Non-linear least squares fitting Issue

Hi,

I am new to stan and was hoping to use it to fit some mass spec data. I have normalized the data and believe that it should be the addition of two skewed gaussians. I was working from this guide and modified it to be the sum of two skewed gaussians. I have tried the following code but seem to be misunderstanding how to correctly define my model. Any help would be appreciated!

Best,
Matt

stan_code="""
data {
 int<lower = 0> N;
 vector[N] y;
}

parameters {
  ordered[2] xi;
  real<lower=0> alpha[2];
  real<lower=0> omega[2];

}

model {
 xi ~ normal(0,1);
 alpha ~ normal(0, 2);
 omega ~ normal(0,2);
 for (n in 1:N)

  target += log_sum_exp(skew_normal_lpdf(y[n] | xi[1], alpha[1],omega[1]),
                        skew_normal_lpdf(y[n] | xi[2], alpha[2],omega[2]));

}
"""

Attached is the data
data1.csv (9.2 KB)


I have tried to simply my model to fit a single gaussian and basing it off of this post. I am still unable to fit the model unfortunately

"""

functions {
    real phi(real x, real mu, real sigma){
        return 1 / (sigma * sqrt(2 * pi())) * exp(-(x - mu)^2/(2 * sigma^2));
    }
}

data {
 int<lower = 0> N;
 vector[N] y;
 vector[N] x;
}


parameters {
  real m;
  real<lower=0> sigma;
  real<lower=0> s;
}



model {
    //priors
    m ~ normal(0, 1);
    s ~ normal(0,1);
    sigma ~ normal(0,1);

    for(i in 1:N){
        y[i] ~ normal(phi(x[N], m, s),  sigma);
}
}
"""

Hey Matt,

I haven’t tried fitting your model myself, but what happens if you do?

The model takes long to fit? What does eg CmdStan’s diagnose method say?

Thanks for the reply Funko!
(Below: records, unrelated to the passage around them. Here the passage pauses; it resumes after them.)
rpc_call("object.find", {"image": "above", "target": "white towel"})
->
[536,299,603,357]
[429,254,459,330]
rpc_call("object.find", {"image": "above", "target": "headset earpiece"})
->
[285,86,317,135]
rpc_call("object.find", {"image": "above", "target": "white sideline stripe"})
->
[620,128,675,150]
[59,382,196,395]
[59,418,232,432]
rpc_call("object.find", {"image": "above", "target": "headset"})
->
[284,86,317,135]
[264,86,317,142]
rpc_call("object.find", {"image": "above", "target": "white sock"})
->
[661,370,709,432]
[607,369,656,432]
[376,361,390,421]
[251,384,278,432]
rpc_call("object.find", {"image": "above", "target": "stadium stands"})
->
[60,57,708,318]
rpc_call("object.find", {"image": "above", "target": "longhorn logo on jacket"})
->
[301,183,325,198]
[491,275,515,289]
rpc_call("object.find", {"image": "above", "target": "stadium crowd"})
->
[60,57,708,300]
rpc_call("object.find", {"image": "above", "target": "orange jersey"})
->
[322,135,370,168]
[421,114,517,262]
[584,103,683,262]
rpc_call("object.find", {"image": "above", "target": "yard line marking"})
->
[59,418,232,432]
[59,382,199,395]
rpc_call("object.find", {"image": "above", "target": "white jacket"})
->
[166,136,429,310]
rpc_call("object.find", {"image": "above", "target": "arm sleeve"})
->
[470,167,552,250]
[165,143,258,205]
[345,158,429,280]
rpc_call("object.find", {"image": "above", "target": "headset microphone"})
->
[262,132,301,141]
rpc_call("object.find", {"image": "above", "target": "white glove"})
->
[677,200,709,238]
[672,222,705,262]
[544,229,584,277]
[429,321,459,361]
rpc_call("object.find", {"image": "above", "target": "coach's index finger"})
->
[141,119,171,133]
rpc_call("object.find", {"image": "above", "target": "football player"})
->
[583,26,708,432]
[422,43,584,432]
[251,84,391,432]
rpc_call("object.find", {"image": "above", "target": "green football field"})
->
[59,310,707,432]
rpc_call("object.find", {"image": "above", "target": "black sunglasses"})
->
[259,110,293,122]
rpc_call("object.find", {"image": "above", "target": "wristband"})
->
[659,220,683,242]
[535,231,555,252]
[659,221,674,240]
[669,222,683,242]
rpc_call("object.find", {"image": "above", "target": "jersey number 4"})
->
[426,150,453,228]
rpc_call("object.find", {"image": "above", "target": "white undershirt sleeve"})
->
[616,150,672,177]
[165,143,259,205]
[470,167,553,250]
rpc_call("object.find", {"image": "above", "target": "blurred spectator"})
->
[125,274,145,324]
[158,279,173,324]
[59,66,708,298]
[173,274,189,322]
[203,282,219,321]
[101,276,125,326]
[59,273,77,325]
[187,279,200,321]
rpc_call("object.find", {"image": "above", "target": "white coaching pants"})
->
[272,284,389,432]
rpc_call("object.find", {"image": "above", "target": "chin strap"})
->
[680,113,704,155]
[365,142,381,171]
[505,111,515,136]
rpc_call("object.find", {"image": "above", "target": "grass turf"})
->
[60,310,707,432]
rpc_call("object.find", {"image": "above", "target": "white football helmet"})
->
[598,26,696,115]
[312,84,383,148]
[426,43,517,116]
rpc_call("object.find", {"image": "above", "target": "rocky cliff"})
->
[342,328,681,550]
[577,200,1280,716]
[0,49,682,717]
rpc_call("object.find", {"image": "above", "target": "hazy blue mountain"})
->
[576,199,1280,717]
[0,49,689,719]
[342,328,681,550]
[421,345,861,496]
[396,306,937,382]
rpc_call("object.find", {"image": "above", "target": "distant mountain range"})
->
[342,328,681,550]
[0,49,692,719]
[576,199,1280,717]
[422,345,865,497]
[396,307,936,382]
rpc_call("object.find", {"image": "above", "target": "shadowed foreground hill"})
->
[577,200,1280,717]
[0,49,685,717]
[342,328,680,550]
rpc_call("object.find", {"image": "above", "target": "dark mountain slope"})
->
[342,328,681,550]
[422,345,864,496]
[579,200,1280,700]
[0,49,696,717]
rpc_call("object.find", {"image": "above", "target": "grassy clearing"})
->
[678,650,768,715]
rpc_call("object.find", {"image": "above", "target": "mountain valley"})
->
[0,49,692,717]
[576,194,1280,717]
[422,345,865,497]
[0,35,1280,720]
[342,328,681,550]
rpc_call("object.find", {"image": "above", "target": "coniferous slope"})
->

The model is able to be built but I receive the following error message when I run it using pystan

  Adjust your expectations accordingly!
  Informational Message: The current Metropolis proposal is about to be rejected because of the following issue:
  Exception: normal_lpdf: Location parameter is nan, but must be finite! (in '/var/folders/6h/9f7j8fsj22v6ddn590l30hrr0000gn/T/httpstan_4mw73x6z/model_dyuyrw4x.stan', line 5, column 8 to column 77)
  If this warning occurs sporadically, such as for highly constrained variable types like covariance matrices, then the sampler is fine,
  but if this warning occurs often then your model may be either severely ill-conditioned or misspecified.
  Gradient evaluation took 0.000369 seconds
  1000 transitions using 10 leapfrog steps per transition would take 3.69 seconds.
  Adjust your expectations accordingly!
  Informational Message: The current Metropolis proposal is about to be rejected because of the following issue:
  Exception: normal_lpdf: Scale parameter is 0, but must be positive! (in '/var/folders/6h/9f7j8fsj22v6ddn590l30hrr0000gn/T/httpstan_4mw73x6z/model_dyuyrw4x.stan', line 5, column 8 to column 77)
  If this warning occurs sporadically, such as for highly constrained variable types like covariance matrices, then the sampler is fine,
  but if this warning occurs often then your model may be either severely ill-conditioned or misspecified.
<stan.Fit>
Parameters:
    m: ()
    sigma: ()
    s: ()
Draws: 2000

Here is the code I am running in PyStan

df = pd.read_csv('data.csv',header=0,index_col=0)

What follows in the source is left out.